Why do you need a moonshot?
Why should you invest time and resources into uncovering, articulating and communicating your vision, strategy, purpose and values?
Short answer: such moonshot thinking is the foundation for any successful business — as an increasing number of business leaders is beginning to recognise.
For example, in a recent survey, 51% of organisations said that when it comes to their employees, the number-one priority in 2023 is engaging people around purpose, strategy and values.
Sadly, in that same survey, just 56% of execs said their employees understood their strategy, vision and purpose. Even fewer employees (47%) said they understood how they contribute to that vision.
That’s a shame, because a clearly articulated moonshot will act like a decision-making tool at every level of your organisation.
It will get everyone pulling together and focused on the right things.
It will give managers and individual team members clarity on what they need to do each day.
It will answers questions like:
Why are we here?
Who do we serve?
What should we, as a team, be focusing on today? This week? This month?
And how are these daily priorities contributing to our larger goals?
In their brilliant book Made to Stick, Chip and Dan Heath cite a great example of the effect of a clearly articulated mission.
Employees at The Daily Record, a local newspaper in a small-town in the US, know exactly what they’re expected to do when they come into work each day — thanks to a simple, three-word mission statement:
Names, names, names.
As mission statements go, this is quite unusual — and it’s brilliantly bold.
But what does it mean? Well, the reason people buy a local newspaper is to read about local people, right?
So when the journalists and photographers come into work each day, they know their only job is to get as many local names into the paper as possible.

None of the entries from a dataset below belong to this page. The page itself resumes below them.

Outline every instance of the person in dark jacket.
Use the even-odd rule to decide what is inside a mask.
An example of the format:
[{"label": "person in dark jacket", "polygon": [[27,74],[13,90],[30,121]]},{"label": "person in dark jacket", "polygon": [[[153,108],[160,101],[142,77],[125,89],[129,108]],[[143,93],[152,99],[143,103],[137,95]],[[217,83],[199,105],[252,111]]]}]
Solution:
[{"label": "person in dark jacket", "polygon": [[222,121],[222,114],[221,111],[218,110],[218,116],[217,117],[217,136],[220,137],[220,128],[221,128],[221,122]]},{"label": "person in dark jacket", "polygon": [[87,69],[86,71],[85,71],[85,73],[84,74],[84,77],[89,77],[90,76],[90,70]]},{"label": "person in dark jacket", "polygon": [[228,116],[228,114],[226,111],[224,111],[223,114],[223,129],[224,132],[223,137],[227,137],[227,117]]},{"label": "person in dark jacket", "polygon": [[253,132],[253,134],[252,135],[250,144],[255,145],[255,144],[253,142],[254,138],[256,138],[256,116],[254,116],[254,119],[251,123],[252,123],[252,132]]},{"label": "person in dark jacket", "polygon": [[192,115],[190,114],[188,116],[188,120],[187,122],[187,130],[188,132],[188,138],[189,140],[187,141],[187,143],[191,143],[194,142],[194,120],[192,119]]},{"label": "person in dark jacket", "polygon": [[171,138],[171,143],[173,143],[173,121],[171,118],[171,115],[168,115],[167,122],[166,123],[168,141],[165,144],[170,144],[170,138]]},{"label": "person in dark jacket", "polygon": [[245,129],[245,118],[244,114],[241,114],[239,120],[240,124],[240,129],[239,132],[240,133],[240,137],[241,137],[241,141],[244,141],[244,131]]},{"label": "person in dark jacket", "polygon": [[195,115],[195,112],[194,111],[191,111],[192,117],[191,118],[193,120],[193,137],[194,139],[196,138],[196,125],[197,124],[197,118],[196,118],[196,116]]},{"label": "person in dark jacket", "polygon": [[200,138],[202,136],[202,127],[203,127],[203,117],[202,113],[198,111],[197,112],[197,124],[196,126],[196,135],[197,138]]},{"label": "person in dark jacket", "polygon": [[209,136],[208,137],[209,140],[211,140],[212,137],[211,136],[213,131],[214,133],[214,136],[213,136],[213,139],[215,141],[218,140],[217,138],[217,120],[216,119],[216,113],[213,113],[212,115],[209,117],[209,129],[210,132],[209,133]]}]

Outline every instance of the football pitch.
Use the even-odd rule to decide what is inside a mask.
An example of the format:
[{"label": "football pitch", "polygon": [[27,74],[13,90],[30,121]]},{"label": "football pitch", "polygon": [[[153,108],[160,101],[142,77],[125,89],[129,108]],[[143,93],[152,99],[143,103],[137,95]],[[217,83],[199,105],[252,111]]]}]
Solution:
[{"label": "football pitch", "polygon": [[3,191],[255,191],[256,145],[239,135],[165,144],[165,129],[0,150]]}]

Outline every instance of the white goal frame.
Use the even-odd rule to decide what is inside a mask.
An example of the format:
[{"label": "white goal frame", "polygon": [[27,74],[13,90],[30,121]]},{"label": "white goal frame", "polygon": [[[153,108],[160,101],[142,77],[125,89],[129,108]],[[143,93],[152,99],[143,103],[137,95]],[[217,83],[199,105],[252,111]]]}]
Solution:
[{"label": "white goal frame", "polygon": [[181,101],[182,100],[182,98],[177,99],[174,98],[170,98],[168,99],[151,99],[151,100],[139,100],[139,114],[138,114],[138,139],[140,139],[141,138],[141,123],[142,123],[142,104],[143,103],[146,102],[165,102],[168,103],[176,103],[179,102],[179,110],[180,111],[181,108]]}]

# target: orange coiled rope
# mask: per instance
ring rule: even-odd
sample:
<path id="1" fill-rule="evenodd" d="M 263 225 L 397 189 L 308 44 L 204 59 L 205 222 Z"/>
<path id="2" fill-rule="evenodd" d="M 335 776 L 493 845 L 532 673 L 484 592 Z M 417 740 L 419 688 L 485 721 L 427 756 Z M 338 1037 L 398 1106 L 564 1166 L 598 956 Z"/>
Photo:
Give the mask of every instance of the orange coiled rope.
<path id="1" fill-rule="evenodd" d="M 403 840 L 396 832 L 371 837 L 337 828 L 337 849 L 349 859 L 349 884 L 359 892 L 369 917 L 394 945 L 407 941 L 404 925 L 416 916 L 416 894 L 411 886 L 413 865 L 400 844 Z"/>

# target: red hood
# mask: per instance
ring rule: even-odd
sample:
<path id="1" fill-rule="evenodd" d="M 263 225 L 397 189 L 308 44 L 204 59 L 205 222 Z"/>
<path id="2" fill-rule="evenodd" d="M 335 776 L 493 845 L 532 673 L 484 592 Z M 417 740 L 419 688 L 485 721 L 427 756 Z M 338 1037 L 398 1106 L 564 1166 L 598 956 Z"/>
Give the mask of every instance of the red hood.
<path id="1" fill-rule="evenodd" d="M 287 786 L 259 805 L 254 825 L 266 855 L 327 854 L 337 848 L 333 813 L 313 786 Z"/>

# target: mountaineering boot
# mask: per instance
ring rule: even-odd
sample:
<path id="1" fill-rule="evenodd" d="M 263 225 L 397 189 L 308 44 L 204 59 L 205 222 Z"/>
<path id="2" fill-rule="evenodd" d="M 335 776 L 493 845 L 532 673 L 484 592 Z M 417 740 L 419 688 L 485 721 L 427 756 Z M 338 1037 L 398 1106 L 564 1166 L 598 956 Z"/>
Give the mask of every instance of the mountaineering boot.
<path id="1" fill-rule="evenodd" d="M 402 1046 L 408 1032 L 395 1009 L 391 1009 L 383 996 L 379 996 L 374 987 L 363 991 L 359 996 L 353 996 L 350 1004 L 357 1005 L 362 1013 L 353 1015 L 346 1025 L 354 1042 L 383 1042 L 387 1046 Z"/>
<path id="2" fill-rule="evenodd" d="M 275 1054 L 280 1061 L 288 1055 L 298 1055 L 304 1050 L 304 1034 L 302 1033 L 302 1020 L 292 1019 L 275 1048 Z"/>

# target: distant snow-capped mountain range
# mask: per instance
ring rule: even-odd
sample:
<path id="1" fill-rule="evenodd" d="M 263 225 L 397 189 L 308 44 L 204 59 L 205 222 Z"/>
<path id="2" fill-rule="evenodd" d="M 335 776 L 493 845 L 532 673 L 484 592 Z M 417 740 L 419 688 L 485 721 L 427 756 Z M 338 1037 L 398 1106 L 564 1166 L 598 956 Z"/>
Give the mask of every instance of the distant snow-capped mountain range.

If they’re a reporter, they’ll know to follow up on local human interest stories, and to quote as many locals in those stories as they can.
If they’re a photographer reporting on the opening of a new building, they’ll know their job isn’t to photograph the building, but to photograph a crowd of people in front of the building.
It’s a concrete example of how moonshot thinking can create a daily decision making tool that keeps people focused on what matters.
Now imagine what clarity like that could do for your team.